After the hustle and bustle of the bullets and shots of today, I read the news of the South African Transport and Allied Workers Union's decision to refuse the loading off of products of an Israeli shipment. The Boycott, Divestment and Sanctions considered this to be a historical moment of our modern times, one reminiscent of the Danish dock workers actions of 1963 in their refusal to accept products from a shipment sent by the Apartheid South African state which lead to the snowballing of the boycotting of the aforementioned Apartheid state in Europe and elsewhere. The isolation of the Apartheid Israeli state by its boycotting has just been triggered by its recent massacre in Gaza.

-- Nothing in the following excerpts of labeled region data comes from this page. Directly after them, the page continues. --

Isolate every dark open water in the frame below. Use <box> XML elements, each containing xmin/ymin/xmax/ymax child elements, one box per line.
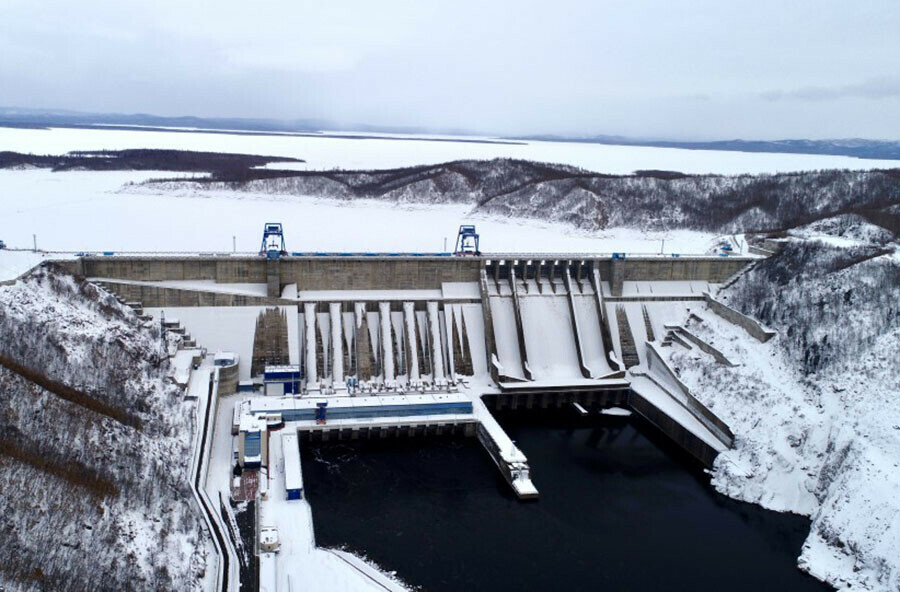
<box><xmin>303</xmin><ymin>412</ymin><xmax>830</xmax><ymax>592</ymax></box>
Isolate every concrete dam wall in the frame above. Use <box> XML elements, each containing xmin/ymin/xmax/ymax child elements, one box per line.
<box><xmin>75</xmin><ymin>254</ymin><xmax>752</xmax><ymax>465</ymax></box>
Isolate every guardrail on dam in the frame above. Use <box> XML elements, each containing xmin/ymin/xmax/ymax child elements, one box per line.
<box><xmin>61</xmin><ymin>253</ymin><xmax>754</xmax><ymax>306</ymax></box>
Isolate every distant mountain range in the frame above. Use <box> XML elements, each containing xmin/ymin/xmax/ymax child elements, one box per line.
<box><xmin>513</xmin><ymin>135</ymin><xmax>900</xmax><ymax>160</ymax></box>
<box><xmin>0</xmin><ymin>107</ymin><xmax>900</xmax><ymax>160</ymax></box>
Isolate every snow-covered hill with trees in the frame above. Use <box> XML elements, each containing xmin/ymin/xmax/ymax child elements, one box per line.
<box><xmin>670</xmin><ymin>238</ymin><xmax>900</xmax><ymax>590</ymax></box>
<box><xmin>148</xmin><ymin>159</ymin><xmax>900</xmax><ymax>238</ymax></box>
<box><xmin>0</xmin><ymin>268</ymin><xmax>210</xmax><ymax>591</ymax></box>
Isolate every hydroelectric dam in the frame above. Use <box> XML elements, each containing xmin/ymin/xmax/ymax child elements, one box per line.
<box><xmin>61</xmin><ymin>245</ymin><xmax>756</xmax><ymax>498</ymax></box>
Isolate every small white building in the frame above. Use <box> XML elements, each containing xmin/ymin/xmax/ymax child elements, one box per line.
<box><xmin>238</xmin><ymin>414</ymin><xmax>269</xmax><ymax>469</ymax></box>
<box><xmin>259</xmin><ymin>526</ymin><xmax>281</xmax><ymax>553</ymax></box>
<box><xmin>281</xmin><ymin>430</ymin><xmax>303</xmax><ymax>500</ymax></box>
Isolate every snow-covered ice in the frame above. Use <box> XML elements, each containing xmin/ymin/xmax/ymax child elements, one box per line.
<box><xmin>0</xmin><ymin>128</ymin><xmax>897</xmax><ymax>174</ymax></box>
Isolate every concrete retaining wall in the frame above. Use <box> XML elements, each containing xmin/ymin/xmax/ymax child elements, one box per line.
<box><xmin>628</xmin><ymin>391</ymin><xmax>719</xmax><ymax>468</ymax></box>
<box><xmin>703</xmin><ymin>292</ymin><xmax>777</xmax><ymax>343</ymax></box>
<box><xmin>646</xmin><ymin>343</ymin><xmax>734</xmax><ymax>448</ymax></box>
<box><xmin>675</xmin><ymin>327</ymin><xmax>737</xmax><ymax>367</ymax></box>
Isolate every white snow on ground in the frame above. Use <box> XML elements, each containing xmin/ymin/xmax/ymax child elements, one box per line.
<box><xmin>0</xmin><ymin>250</ymin><xmax>46</xmax><ymax>282</ymax></box>
<box><xmin>663</xmin><ymin>309</ymin><xmax>900</xmax><ymax>590</ymax></box>
<box><xmin>0</xmin><ymin>128</ymin><xmax>897</xmax><ymax>174</ymax></box>
<box><xmin>0</xmin><ymin>169</ymin><xmax>714</xmax><ymax>258</ymax></box>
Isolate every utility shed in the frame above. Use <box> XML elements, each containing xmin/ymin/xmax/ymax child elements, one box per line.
<box><xmin>281</xmin><ymin>430</ymin><xmax>303</xmax><ymax>499</ymax></box>
<box><xmin>263</xmin><ymin>365</ymin><xmax>303</xmax><ymax>397</ymax></box>
<box><xmin>238</xmin><ymin>415</ymin><xmax>269</xmax><ymax>469</ymax></box>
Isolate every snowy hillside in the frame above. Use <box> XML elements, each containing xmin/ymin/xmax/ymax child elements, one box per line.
<box><xmin>670</xmin><ymin>238</ymin><xmax>900</xmax><ymax>590</ymax></box>
<box><xmin>0</xmin><ymin>269</ymin><xmax>208</xmax><ymax>590</ymax></box>
<box><xmin>151</xmin><ymin>159</ymin><xmax>900</xmax><ymax>237</ymax></box>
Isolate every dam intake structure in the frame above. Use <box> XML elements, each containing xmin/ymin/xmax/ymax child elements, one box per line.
<box><xmin>60</xmin><ymin>253</ymin><xmax>755</xmax><ymax>498</ymax></box>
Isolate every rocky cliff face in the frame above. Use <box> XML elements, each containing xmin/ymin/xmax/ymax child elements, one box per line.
<box><xmin>0</xmin><ymin>269</ymin><xmax>207</xmax><ymax>590</ymax></box>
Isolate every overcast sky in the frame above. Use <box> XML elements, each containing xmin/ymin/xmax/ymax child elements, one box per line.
<box><xmin>0</xmin><ymin>0</ymin><xmax>900</xmax><ymax>140</ymax></box>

As the sun sets against the dense, humid air of Gaza, we smell the rising tales of yet another aggression worse than its predecessor... "They want to implement Operation Cutting Red Roses[the coming IOF operation in Gaza]... are there any red roses left in Gaza for them to cut? There are only black ones in Gaza now..." says an old taxi cab driver, as we pass by the tales of 61 years of grazing of dreams.